How To: Apply For A Green Card (Adjustment Of Status)
It’s hard to understand immigration without understanding the process that immigrants have to weave their way through in order to maintain a stay in another country.
“It is a serious process,” said Jane Cowley, public affairs officer for U.S. Citizenship and Immigration Services in Philadelphia. “It is not a process to be undertaken lightly, but it’s doable.”
Sometimes that process can be confusing or daunting, but a dedicated individual sees that challenge as an opportunity.
Step 1: Determine your eligibility
- Eligibility categories include green card through family, through employment, as a special immigrant, refugee or asylee status, for human trafficking and crime victims, victims of abuse, through other categories or registry.

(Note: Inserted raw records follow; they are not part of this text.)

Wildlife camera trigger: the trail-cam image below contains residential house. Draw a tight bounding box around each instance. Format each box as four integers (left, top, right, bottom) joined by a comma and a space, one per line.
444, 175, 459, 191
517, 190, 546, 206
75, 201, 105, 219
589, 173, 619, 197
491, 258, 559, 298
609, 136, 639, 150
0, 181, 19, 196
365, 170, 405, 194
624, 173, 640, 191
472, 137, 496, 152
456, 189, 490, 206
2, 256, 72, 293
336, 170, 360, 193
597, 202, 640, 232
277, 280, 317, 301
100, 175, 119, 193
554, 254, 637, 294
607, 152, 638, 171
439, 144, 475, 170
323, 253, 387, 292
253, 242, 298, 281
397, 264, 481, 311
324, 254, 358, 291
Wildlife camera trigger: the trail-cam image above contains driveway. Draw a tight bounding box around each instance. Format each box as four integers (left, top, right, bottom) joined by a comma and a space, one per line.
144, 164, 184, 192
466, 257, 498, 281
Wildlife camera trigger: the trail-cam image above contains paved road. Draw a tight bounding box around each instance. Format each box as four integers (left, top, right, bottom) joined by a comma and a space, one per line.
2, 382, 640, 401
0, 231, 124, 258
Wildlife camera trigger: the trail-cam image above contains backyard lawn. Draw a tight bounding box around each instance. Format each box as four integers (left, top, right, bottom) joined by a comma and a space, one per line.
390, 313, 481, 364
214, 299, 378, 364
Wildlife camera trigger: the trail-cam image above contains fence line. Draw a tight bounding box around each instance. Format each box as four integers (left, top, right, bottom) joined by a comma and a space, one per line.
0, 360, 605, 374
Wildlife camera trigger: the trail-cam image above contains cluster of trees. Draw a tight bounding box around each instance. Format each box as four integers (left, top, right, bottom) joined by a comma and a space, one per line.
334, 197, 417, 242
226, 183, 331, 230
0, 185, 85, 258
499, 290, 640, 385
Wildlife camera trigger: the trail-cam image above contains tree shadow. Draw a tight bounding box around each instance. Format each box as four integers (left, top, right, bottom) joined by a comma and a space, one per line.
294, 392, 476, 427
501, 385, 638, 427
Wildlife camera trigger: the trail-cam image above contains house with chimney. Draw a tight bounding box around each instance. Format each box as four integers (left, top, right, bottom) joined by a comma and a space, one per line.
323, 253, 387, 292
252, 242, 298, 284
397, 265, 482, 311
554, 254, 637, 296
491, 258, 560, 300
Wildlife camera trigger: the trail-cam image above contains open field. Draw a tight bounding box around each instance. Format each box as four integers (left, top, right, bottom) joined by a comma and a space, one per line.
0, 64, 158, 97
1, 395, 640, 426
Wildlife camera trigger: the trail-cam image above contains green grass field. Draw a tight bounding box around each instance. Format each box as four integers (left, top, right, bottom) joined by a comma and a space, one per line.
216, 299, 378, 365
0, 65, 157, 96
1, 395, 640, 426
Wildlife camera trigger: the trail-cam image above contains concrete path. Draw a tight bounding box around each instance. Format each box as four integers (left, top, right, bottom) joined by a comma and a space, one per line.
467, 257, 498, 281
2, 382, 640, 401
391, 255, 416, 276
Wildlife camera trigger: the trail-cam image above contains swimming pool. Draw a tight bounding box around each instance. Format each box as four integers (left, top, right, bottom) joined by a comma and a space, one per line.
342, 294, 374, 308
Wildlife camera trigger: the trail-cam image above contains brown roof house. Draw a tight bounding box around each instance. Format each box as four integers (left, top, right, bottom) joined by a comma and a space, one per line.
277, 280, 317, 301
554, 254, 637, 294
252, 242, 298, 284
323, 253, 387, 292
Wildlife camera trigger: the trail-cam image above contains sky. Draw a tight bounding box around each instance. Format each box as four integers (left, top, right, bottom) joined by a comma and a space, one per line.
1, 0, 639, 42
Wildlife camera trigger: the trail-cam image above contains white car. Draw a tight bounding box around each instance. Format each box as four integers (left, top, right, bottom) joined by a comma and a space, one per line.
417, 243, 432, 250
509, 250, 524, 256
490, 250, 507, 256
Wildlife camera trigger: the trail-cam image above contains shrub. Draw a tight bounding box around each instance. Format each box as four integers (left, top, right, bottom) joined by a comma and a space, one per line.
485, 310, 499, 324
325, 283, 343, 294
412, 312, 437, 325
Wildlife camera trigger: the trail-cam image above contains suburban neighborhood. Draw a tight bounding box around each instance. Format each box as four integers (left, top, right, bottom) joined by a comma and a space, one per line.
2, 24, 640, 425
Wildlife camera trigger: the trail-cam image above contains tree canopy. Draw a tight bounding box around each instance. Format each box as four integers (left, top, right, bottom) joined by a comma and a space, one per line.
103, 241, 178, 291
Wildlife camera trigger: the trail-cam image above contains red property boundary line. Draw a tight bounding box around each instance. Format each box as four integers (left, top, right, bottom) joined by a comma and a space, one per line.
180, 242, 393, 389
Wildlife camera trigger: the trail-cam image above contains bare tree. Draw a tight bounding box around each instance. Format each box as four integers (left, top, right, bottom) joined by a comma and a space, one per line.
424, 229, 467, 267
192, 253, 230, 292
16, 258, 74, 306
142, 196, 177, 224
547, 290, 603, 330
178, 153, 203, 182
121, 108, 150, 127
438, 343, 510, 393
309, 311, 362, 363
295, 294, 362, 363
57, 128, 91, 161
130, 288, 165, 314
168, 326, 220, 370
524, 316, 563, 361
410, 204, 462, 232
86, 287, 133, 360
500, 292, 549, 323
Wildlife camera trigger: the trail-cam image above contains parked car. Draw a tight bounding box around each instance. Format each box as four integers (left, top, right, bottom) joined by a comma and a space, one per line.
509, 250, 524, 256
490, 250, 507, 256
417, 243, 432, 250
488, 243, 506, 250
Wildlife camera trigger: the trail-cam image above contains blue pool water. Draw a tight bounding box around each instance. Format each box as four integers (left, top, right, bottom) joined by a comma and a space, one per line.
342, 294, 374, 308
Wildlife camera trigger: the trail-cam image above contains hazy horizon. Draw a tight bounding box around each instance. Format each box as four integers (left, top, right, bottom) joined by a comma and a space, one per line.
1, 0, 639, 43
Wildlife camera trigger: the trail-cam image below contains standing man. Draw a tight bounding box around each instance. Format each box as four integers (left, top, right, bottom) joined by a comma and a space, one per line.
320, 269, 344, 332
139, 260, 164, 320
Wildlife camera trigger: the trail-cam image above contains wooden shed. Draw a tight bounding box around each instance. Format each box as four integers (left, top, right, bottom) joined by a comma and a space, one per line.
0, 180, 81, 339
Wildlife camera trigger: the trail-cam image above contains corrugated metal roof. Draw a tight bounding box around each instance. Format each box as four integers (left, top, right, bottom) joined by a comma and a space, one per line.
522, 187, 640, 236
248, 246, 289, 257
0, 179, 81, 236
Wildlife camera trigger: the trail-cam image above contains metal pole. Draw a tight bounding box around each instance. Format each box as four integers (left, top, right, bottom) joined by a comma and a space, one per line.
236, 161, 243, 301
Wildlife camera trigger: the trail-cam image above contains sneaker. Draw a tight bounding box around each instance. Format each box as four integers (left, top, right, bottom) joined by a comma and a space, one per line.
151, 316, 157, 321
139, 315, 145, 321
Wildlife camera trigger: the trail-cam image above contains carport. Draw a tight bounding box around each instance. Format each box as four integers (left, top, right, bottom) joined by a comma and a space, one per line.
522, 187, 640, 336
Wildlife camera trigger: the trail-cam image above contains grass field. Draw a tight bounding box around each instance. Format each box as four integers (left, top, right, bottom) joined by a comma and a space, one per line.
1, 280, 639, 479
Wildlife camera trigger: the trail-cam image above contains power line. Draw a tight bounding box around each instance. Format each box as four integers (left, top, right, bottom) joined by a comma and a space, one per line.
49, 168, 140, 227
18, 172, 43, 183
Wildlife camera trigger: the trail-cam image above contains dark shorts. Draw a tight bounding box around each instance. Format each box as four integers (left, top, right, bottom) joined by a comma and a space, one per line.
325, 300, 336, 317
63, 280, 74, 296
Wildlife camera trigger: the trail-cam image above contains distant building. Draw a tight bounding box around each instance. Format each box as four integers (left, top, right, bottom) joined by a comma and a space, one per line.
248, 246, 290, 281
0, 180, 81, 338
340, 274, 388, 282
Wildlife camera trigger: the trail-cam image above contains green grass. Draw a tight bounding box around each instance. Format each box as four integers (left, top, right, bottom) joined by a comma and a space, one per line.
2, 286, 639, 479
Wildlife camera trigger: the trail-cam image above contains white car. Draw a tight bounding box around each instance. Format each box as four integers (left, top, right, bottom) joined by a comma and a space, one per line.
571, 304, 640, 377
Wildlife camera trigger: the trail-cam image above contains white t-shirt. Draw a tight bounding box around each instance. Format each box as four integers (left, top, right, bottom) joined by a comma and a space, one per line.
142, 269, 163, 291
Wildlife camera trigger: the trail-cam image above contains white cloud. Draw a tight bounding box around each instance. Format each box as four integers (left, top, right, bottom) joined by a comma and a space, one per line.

Step 2: Find someone to sponsor and file an immigration petition for you
- Petition forms are also broken into categories. Most of which require an approval of the immigration petition form prior to filing the actual Green Card application, known as Form I-485. Some categories do allow for concurrent filing of the petition and application.
Step 3: Check visa availability
- Before filing the Green Card application, a visa in your category must be available. Visas are issued through the U.S. Department of State and are limited each year. Family-sponsored and employment-based visas are limited to 226,000 and 140,000 respectively. These numbers can be carried over from previous years when not fully utilized, but there are additional restrictions to the number of visas issued per country of origin as well.
Step 4: File Form I-485
- If your immigrant category did not allow for concurrent filing, and your immigrant petition has been approved, then you are now ready to apply for a Green Card.
Step 5: Biometric services appointment
- Don’t worry, that’s just a fancy way of saying that you need to show up at your local Application Support Center for an appointment to acknowledge that all of your application information is legit. Biometric services include your fingerprints, photograph and signature. These may even be completed by an outside agency.
Step 6: Go to your interview
- Not all cases will require a sit-down interview, but when they do, the applicant will be required to bring all original documentation. If a family member filed the immigrant petition for you, then they are required to attend this interview as well.
Step 7: Send in additional information (if applicable)
- The officer reviewing your case may request additional evidence that must be submitted in a timely manner in order to keep your application open.
Step 8: Check your case status
- You may call 800-375-5283 or visit egov.uscis.gov/casestatus/landing.do to check the status of your application.
Step 9: Receive a decision
- If approved, you will receive an approval notice followed by your actual Permanent Resident Card (Green Card) shortly after. Adjustment of status denials typically cannot be appealed, but an applicant may still be eligible to file a motion to reopen or reconsider.
The Permanent Resident Status does not expire, but the Green Card itself will have to be renewed every 10 years. After five years of continuous residence in the United States under the Permanent Resident Status (Green Card), a person may be eligible to apply for citizenship through naturalization and become an official United States citizen.